There were Jindal’s historic allies on such issues expressing their support for Common Core, from state Superintendent John White and members of the Board of Elementary and Secondary Education to business leaders — including Jindal’s longtime aide Stephen Waguespack, the new head of the Louisiana Association of Business and Industry — to House Education Committee Chairman Steve Carter, who never would have landed that post in the first place had he and the governor not been on the same page.
The biggest change from two years ago, frankly, was Jindal’s role itself.
Two years ago, the governor’s influence could be felt everywhere. He left absolutely no doubt as to where he stood, and having positioned true believers such as Carter and Sen. Conrad Appel in key leadership positions, he used every ounce of his influence to push lawmakers to adopt the far-reaching package his office developed intact, with little amending.
Thus, the Legislature adopted measures to limit teacher tenure, bolster parent choice among public schools and increase options such as online education. It also greatly expanded private school vouchers with limited accountability — a plank that some reformers privately admit they accepted in order to get their priorities through. That measure has run into serious legal troubles, but Jindal has trumpeted it as he’s tried to raise his national profile among conservatives.
Jindal once backed Common Core without reservation, as well — until he and other Republican governors started seeing signs of unrest on the right (teacher unions, which Jindal labeled key members of the “Coalition of the Status Quo” have issues with Common Core, too, but Jindal’s surely just fine with that).
Ever since Jindal addressed a convention staged by the RedState blog in New Orleans in the summer, he’s been inching away from his support, siding with critics who blasted the idea of national standards. Never mind that he and other governors were the ones who came up with Common Core in the first place, before President Barack Obama helped rile up opposition by endorsing it.
Meanwhile, pressure to stick to Common Core also mounted, from proponents who never budged from their belief that staying the course is the best way to bring Louisiana’s students up to par with their national peers in a measurable, demonstrable manner.
As concern from both partisans and frustrated parents spread and lawmakers came under increasing pressure to retreat from the national standards, Jindal stuck to general platitudes and kept the crowd guessing over his position.
It wasn’t until late Wednesday that he finally came out for the two big proposals before the committee, state Rep. Brett Geymann’s move to set up a 30-member local commission to write state-specific substitute standards, and Rep.
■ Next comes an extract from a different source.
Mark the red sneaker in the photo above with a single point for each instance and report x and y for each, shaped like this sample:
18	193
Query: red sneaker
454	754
Cameron Henry’s to pull out of the PARCC testing consortium that Louisiana helped set up in the first place.
This time, though, there was no big announcement, no lobbying, no testimony, just green cards signaling the governor’s support for the bills, submitted by staff members.
And predictably by now, there also was little impact: The governor went on record on an issue that resonates with part of his potential national base, but lawmakers shrugged him off and defeated the two proposals easily.
In fact, Jindal decided to spend the biggest day of the legislative session so far up in Washington, D.C., speaking to the national media about a new proposal by his think tank to replace Obama’s Affordable Care Act — a topic on which the partisan politics remain safe and comparatively straightforward.
The think tank, of course, is called America Next, and the title never seemed more apt than this week, because Louisiana has never seemed further from Jindal’s sights.